Consider an Israelite at that first passover. Was the death of a baby sheep the furthest that his mind could reach, or was there a still higher reality which the lamb pointed towards? The Israelites, of course, did not only have the exploits of their father Abraham within their culture, but they uniquely preserved the entire chronological history of the world thus far – even back to the world’s first father, Adam. As the Israelites had preserved the ancient language of Hebrew spoken before the flood, so too they preserved their important words and acts – things which Moses would later set down in writing in the Torah.

Abraham’s father Terah was a pagan from another country (Joshua 24:2), and Abraham himself was born in Ur in Mesopotamia (Genesis 11:31) – and yet all Israelites and non-Israelites alike had Adam as their common ancestor.

Adam had sinned grievously against God, who had created him upright and in a covenant of life.
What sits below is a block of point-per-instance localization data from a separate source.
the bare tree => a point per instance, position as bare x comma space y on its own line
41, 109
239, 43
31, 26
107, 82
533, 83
Adam violated that covenant by listening to the voice of his wife and eating the forbidden fruit (Genesis 3:6, 17), therefore God cursed Adam and his wife, and cast them both out of the garden of Eden. Yet even in the midst of the gloom of his punishment, God graciously set forth his promise of a coming Messiah, telling Adam’s wife that this Messiah – her seed – would crush the head of the serpent, that is, the devil. And upon his sin, Adam and his wife realized that they were naked and hid, making themselves aprons of fig leaves (Genesis 3:7), yet God graciously provided them with coats of animal skins instead to clothe them (Genesis 3:21). Adam thus called her wife “Eve” (meaning “life:” Genesis 3:20) to indicate that she would be the mother of the life-giving Messiah, and those made spiritually alive in him.
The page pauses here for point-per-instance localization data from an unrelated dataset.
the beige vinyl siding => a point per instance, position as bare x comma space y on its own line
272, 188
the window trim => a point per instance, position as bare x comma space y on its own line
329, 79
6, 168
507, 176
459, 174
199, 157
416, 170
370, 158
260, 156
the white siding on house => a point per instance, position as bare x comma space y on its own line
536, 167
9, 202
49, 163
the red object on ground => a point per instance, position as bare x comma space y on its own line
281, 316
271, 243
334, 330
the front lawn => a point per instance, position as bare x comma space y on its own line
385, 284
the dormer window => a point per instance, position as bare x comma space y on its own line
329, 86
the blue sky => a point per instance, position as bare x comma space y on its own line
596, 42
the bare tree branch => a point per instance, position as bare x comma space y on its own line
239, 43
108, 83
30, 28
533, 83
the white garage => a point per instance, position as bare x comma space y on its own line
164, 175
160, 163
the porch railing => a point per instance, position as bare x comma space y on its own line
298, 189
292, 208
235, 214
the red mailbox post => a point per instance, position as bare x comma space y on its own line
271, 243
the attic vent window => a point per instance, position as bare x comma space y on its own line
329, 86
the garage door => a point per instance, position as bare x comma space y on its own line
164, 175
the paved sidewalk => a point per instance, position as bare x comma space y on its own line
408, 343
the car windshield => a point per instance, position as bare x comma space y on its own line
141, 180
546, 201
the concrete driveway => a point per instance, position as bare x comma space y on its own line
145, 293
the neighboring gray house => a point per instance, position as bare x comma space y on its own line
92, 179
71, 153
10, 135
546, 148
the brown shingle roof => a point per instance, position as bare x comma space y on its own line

Thus here we have a Messiah promised in the future to bring life, and the skins of animals to cover the shame of man in the meantime. Indeed, Jacob prophesied of a coming king in Judah, known by “Shiloh” (Genesis 49:10), and the Israelites in Egypt would have known of this.

The blood of lambs, then, would function as a type or a foreshadowing of what the Messiah would do, which is: to die for the sins of Israel. As the passover became an annual ceremony, the Israelites learned more about the Messiah: Moses explained to them that God would raise up a prophet like unto him (Deuteronomy 18:15-18), and the Messiah would be that greater prophet, as well as the king from Judah (Genesis 49:10).

An Israelite at the first passover would have had access to such information, and successive generations would see God’s plan for his Messiah more clearly, and thus, his representation as the passover lamb became evermore precious, as Israel advanced in age.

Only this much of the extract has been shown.